Well now, that sure does sound pretty bad, what with Facebook paying attention to me writing stuff before I even send it anywhere, right? But now we get to the most important part:
These analyses were conducted in an anonymous manner, so researchers were not privy to any specific user’s activity. Furthermore, all instrumentation was done on the client side. In other words, the content of self-censored posts and comments was not sent back to Facebook’s servers: Only a binary value that content was entered at all.
(Emphasis mine.) So now we get to the true nature of what's actually happened here. And what's happened is that that reclisted diary and the alarmist article behind it just plain got everything about this story wrong.
[begin boring background information - you may skip this if you like]

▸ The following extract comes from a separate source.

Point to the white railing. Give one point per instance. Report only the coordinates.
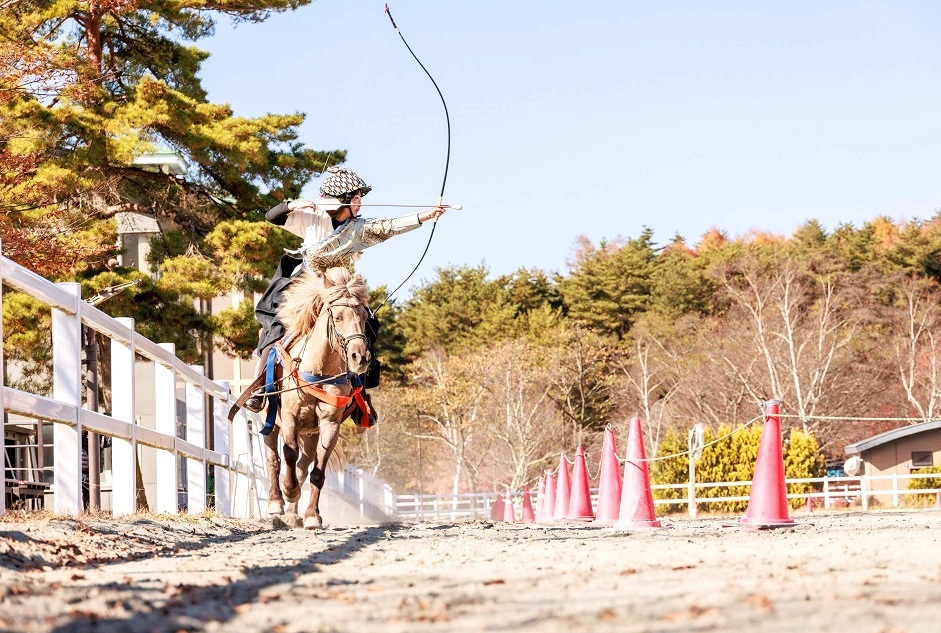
(231, 453)
(372, 498)
(830, 491)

If you've used Facebook much, you know that entering certain things in the composer or comment box can cause other things to happen, even while you're still typing your message. For example, if you enter a URL, the browser will visit the URL behind the scenes to get a summary of the page and display it below your message as you're typing it. Pretty cool, and utterly uncontroversial. Using a common web page debugging tool called Firebug, I can eavesdrop on this and any other traffic that gets sent back and forth between this page and any web servers as I type, or click around the page, or just sit and do nothing. As it turns out, a lot goes on behind the scenes when you use Facebook, with the browser making several requests to a number of different servers.
To a layperson this might look a little scary, but experienced web developers should recognize this as being entirely normal and expected behavior. While you sit and chuckle at the latest cat and baby pictures, the page is fetching advertisements, updating your user account data, downloading cookies, updating your newsfeed with new stories and friend activity, and performing any number of other boring maintenance tasks. The requests to akamaihd.net all pertain to advertising. The request that includes "scrape_url" appeared after I typed a URL in the composer; it's the thing that fetches a summary from the URL to display below my message. You may well find a lot of what Facebook does to be bothersome and invasive of privacy, and that's fine. The point is that this is how those things are done.
[end boring background information]
Reading the story, which originally appeared in Slate, I'm astonished at how wrong author Jennifer Golbeck gets this. Facebook does not "monitor our unshared thoughts." It does not "call these unposted thoughts 'self-censorship'" (that's a term used by the researchers for the purposes of their paper). It does not "collect the text you type" or "automatically analyze" your "unposted thoughts." There is no rational way to "connect this to all the recent news about NSA surveillance." God, I could keep going here but this diary is already way too long. There is not a single significant word or phrase in this story that is supported by the information provided. It is completely, categorically, profoundly, utterly wrong.
I assign a lot less blame to the Kossack who posted that other diary than I do to the author of the Slate story. It is unfortunate that our Kossack friend did not look into this more closely, but it's hardly fair to blame someone for taking an article from a reputable publication at face value. The lion's share of the blame goes to Jennifer Golbeck, for taking an innocent and entirely beneficial research paper and twisting it into something it is not.